Staff who take up residence in a nursing home for even just a few days are better equipped to transform care delivery and how the actual residents experience it, two experts who have tried the technique said Tuesday.

Leslie Pedtke spent more than two decades as administrator of an Illinois nursing home, where she first asked staff to undertake an experiment in empathy in the early 2010s. Her team members were invited to move in for days-long stretches, adopt a diagnosis commonly seen in the facility and then go through all of the care processes and challenges real residents faced.

Being fed pureed food, going a day without having their teeth brushed and having to remain in a wheelchair until a lift could be arranged so changed her workers’ response to residents that she soon made a pre-orientation overnight stay a condition of employment. Having lost privileges and freedoms during their imagined illness, caregivers became more attuned with residents’ daily needs and delivered them with more compassion, Pedtke explained.

“If every nursing home would commit to doing an experience like this, of having their staff move in and live like residents, it would be life-changing,” Pedtke said during a webinar hosted by the Gray Panthers NYC. “That would change so much of everything that they do. I really do wish that more people would do it.”

Pedtke now owns a culture-change oriented consulting business and highlighted her employees’ experiences in a 2017 book called “Through the Looking Glass.”

She launched the staff-stay program after the death of a beloved resident. Pedtke found herself wondering if her patient had been lonely, if her needs had been met and if she’d had the dignity she deserved at her life’s end.

“Culture change and person-directed care isn’t an easy thing to really teach to our staff because we’ve been doing things the same way for so long that it’s hard for many of us to really think outside the box,” Pedtke said. 

“When we think about long-term care, we think about all these people that are living together and all the staff that are around us, and we hear a resident say to us ‘I am just so lonely here,’” she added. “To really learn empathy, you have to walk in their shoes.”

Pedtke was joined by Jeffrey Ahl, who founded the firm arCuretecture after traveling to nursing homes and staying in them to understand how various physical spaces really served residents.

Walking in their shoes

He stayed at seven facilities over five months, living as a resident would for three days at time — which included taking baths when staff would sometimes open the door to the hallway while he was indisposed. 

“We found that 85% of the issues that I dealt with had nothing to do with architecture and everything to do with culture and relationships,” Ahl recounted. “That really changed my direction. … I have to take it away from what I’m thinking and try to understand how that [resident] is thinking about that and try to understand where they come from — the lenses, the filters that they’re looking through.”

For Ahl, the best spaces allow staff and residents to engage in both private and communal spaces in ways that can encourage real communication and engagement. 

The Gray Panthers have been hosting monthly webinars on ageism, and long-term care in particular, since the second year of the pandemic.

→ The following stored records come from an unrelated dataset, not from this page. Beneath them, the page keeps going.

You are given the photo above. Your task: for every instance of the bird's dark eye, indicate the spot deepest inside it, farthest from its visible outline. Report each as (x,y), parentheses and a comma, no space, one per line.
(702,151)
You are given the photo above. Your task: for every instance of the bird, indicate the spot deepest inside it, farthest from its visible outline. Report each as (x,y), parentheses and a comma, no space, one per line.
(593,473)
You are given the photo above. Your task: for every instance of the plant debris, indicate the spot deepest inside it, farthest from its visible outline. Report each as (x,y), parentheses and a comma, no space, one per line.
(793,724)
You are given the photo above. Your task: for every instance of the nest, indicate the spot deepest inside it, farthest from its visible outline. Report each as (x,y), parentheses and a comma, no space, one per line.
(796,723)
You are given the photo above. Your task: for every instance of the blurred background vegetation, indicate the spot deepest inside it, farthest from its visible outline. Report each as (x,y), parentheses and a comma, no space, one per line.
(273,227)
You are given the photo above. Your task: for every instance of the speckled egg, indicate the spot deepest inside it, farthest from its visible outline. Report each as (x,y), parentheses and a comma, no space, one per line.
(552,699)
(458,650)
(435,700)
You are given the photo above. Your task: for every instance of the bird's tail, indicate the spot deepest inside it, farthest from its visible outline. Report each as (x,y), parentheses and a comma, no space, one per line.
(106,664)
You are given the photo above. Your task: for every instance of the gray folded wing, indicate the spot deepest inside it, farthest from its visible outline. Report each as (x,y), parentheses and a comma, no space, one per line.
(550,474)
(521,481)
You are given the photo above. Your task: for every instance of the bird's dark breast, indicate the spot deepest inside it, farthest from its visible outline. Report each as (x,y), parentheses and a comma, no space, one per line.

Their goal is to highlight positive solutions.

Pedtke said that staff residency was embraced by residents and young workers, especially those who weren’t quite sure how to talk to older residents outside of conversations about care. She shared videos of participants explaining how being deprived of things they loved — even a Big Mac — could have made them upset or sad. 

That new perspective not only helped workers better connect with residents, Pedtke added. They also became a more cohesive team, and turnover in the facility fell. That was helped by the later use of overnight stays as part of the onboarding process; Pedtke said that helped ensure new hires would fit in with the culture the building had worked hard to create.

“Culture change and person-directed care isn’t an easy thing to really teach,” she acknowledged. “We’ve been doing things the same way for so long that it’s hard for many of us to really think outside the box and do something that’s different.”

A supportive, immersive experience, however, can do much of the teaching itself by delivering insights naturally. Pedtke said she remained aware of only a “handful” of facilities that have used the “looking glass” approach but encouraged others to give it a try as a way to improve staff and resident morale.